Ce que le gaz et le fer ne feront pas seuls

La Mauritanie voit converger sur son sol, en une génération, des atouts inestimables : une côte atlantique, des ressources halieutiques, un sous-sol minier, du gaz, un potentiel solaire et éolien, une position entre le Maghreb, le Sahel et l’Afrique de l’Ouest. Cette concentration d’opportunités ouvre une séquence historique. Elle impose des choix.

L’histoire enseigne pourtant qu’aucun pays ne s’est construit sur ses seules ressources naturelles.

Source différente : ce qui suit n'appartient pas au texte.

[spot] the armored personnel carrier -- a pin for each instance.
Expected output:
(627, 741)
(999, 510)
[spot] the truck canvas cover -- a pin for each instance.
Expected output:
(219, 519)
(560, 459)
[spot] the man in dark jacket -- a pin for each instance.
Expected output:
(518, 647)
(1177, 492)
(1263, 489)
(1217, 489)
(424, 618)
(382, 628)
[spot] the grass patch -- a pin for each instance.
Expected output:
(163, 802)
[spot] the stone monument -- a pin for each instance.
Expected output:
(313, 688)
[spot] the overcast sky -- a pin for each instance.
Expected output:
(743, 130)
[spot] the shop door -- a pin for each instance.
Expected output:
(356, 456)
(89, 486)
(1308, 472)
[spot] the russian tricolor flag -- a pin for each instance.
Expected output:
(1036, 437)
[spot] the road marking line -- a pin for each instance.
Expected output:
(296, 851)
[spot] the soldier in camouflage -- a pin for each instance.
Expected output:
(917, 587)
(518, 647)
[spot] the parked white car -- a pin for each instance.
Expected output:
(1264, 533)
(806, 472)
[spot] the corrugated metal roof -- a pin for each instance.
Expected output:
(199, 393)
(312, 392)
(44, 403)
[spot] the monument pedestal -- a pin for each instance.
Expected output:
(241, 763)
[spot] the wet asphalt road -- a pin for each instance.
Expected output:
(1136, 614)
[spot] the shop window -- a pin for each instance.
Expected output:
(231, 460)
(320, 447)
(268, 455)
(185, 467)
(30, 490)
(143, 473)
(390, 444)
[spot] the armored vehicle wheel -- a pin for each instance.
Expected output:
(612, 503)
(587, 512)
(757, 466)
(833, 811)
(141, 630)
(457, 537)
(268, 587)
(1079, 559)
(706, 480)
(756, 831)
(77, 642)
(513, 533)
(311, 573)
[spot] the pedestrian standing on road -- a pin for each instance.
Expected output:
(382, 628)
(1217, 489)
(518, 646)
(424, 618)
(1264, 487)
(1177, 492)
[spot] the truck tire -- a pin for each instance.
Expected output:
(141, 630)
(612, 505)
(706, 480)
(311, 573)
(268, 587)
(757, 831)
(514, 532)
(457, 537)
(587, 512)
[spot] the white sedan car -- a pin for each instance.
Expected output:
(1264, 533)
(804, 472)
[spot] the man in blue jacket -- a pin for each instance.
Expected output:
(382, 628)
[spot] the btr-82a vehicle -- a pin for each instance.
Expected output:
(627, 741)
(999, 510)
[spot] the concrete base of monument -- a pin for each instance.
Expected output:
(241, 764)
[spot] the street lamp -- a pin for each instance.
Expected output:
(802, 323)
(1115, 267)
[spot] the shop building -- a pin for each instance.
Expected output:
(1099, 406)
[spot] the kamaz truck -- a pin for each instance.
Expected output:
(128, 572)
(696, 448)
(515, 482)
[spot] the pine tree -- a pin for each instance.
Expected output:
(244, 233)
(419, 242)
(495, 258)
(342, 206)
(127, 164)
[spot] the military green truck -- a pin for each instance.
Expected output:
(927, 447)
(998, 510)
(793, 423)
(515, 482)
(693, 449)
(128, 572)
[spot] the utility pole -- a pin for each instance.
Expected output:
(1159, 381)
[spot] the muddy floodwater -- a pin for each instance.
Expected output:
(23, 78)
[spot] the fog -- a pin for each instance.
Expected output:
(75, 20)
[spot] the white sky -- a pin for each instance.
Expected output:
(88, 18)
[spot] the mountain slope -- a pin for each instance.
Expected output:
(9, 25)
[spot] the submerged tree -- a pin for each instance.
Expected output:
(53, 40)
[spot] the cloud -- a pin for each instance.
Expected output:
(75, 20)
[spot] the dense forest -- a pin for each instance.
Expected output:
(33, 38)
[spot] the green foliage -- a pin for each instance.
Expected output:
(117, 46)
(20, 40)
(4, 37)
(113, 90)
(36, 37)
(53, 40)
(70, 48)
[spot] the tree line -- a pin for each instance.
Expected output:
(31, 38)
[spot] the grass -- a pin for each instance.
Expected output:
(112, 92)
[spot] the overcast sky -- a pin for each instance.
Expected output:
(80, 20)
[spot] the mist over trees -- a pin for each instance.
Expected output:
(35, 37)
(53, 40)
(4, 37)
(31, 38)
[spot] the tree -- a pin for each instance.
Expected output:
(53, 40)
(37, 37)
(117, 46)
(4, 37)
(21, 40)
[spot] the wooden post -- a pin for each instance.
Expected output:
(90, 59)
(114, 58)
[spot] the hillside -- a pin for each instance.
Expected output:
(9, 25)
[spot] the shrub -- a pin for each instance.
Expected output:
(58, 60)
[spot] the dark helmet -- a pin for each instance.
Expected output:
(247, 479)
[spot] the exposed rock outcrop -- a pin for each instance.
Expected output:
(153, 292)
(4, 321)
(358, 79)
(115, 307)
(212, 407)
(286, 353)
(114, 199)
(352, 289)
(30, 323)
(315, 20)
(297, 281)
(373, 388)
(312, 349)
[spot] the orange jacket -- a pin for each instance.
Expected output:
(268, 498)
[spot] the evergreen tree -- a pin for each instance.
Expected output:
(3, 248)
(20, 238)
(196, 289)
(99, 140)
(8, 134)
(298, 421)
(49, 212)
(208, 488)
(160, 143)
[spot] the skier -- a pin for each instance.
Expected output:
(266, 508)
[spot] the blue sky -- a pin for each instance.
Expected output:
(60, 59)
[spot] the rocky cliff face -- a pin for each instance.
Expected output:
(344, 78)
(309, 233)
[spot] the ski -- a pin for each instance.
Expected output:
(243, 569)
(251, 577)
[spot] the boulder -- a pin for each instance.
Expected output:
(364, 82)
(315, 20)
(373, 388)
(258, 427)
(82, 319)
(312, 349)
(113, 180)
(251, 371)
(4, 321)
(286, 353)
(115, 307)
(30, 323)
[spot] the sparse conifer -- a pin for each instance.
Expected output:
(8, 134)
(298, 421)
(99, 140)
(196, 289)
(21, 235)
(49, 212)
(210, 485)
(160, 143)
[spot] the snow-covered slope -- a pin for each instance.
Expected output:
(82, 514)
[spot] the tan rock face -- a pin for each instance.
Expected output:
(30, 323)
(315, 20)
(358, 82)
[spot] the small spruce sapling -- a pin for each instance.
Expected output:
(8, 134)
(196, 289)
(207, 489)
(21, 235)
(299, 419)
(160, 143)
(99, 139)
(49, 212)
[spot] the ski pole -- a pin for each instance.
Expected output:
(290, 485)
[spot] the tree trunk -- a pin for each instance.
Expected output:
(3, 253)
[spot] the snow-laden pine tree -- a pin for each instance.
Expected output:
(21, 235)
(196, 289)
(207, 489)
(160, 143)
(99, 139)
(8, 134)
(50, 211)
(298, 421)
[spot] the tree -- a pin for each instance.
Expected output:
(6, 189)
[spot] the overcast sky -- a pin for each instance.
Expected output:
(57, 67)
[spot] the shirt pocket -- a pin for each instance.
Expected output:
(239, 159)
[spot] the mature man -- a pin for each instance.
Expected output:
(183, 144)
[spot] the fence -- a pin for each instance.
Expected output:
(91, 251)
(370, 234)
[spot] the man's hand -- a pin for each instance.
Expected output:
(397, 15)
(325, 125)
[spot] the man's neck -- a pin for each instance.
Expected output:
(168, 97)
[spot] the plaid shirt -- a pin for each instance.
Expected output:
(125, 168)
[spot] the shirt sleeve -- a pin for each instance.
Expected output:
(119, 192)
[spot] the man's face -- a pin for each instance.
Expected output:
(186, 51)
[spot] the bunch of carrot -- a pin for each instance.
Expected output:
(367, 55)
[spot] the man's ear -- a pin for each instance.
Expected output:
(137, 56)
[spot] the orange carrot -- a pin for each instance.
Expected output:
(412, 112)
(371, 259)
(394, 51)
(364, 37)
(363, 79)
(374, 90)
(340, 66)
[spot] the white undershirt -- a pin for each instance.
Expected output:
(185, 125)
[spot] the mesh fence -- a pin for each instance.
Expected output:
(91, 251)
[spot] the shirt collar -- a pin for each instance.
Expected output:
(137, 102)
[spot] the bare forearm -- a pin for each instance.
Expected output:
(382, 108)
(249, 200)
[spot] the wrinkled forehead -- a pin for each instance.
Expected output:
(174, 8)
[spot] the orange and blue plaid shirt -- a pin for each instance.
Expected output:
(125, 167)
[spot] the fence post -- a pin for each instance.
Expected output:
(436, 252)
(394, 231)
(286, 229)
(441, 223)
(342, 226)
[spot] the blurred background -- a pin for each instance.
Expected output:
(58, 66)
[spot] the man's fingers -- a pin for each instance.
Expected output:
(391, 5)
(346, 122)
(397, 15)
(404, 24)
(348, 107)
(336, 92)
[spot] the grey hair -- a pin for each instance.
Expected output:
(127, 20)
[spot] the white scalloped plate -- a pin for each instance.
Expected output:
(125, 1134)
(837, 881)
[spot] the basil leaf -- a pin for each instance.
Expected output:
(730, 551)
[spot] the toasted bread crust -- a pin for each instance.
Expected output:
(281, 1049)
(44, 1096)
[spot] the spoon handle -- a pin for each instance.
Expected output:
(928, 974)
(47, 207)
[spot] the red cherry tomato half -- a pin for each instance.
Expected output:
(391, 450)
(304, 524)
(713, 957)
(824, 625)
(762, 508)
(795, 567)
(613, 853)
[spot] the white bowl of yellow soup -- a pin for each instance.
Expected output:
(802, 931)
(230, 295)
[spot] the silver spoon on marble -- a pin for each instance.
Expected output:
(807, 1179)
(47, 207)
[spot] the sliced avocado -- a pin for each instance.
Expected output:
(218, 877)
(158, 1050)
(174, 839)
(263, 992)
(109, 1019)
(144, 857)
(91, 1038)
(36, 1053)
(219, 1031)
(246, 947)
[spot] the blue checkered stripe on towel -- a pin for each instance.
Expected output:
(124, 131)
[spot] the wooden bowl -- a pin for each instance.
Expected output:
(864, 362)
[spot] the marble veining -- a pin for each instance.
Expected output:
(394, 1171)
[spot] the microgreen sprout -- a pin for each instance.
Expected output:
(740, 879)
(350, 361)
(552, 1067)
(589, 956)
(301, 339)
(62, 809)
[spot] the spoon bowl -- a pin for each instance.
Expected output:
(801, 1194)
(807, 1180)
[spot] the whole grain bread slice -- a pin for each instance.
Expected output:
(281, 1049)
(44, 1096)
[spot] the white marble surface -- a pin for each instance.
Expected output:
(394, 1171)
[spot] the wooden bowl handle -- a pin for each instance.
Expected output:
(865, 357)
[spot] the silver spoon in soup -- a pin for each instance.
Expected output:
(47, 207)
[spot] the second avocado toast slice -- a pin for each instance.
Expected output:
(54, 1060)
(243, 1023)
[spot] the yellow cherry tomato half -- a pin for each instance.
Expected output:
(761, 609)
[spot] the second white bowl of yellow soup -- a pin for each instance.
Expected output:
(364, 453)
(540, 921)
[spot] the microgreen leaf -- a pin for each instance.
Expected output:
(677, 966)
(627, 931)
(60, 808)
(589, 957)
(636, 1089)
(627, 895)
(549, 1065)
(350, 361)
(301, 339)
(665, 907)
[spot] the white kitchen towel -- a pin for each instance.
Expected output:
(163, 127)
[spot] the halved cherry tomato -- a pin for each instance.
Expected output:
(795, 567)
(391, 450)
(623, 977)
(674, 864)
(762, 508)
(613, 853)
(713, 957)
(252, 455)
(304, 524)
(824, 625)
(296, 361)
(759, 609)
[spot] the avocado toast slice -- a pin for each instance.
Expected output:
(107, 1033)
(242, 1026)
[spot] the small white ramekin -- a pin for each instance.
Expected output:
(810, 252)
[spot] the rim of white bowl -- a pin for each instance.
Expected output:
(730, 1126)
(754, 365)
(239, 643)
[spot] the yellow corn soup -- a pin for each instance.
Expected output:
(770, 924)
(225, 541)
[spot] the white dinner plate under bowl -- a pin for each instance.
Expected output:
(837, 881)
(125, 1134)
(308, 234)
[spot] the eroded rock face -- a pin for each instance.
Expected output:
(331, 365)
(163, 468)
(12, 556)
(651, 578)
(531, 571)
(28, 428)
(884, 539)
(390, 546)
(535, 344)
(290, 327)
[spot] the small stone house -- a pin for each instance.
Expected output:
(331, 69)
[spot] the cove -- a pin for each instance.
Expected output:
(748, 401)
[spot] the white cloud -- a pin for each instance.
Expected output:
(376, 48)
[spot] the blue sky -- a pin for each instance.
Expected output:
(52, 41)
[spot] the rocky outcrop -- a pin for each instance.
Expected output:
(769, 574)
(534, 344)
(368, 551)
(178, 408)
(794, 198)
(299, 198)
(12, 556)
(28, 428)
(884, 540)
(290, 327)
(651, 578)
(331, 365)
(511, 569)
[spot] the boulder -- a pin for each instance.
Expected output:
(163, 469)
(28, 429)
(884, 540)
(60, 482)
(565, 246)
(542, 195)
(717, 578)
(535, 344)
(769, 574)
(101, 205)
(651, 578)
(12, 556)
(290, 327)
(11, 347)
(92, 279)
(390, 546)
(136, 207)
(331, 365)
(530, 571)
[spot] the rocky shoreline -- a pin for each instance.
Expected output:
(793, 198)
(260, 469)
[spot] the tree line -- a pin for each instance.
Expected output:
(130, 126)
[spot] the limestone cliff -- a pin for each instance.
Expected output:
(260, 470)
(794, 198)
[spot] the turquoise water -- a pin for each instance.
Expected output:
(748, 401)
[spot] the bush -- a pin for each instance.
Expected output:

Le pétrole, le fer ou le gaz remplissent les caisses de l’État ; ils ne bâtissent ni un État fort, ni une économie compétitive. Ces conquêtes relèvent d’un autre ordre : celui de l’État, du savoir et du temps long.

La Corée du Sud, ruinée par la guerre, sans pétrole ni minerais, s’est relevée par l’école, l’industrie et la constance. Singapour, privé d’eau et de terre, a misé sur la formation, le mérite et l’administration. Le Botswana a encadré ses diamants par une règle budgétaire stricte. Le Vietnam a combiné réforme agraire et ouverture au commerce. Les trajectoires diffèrent, mais la leçon demeure : la prospérité naît des institutions, non du sous-sol.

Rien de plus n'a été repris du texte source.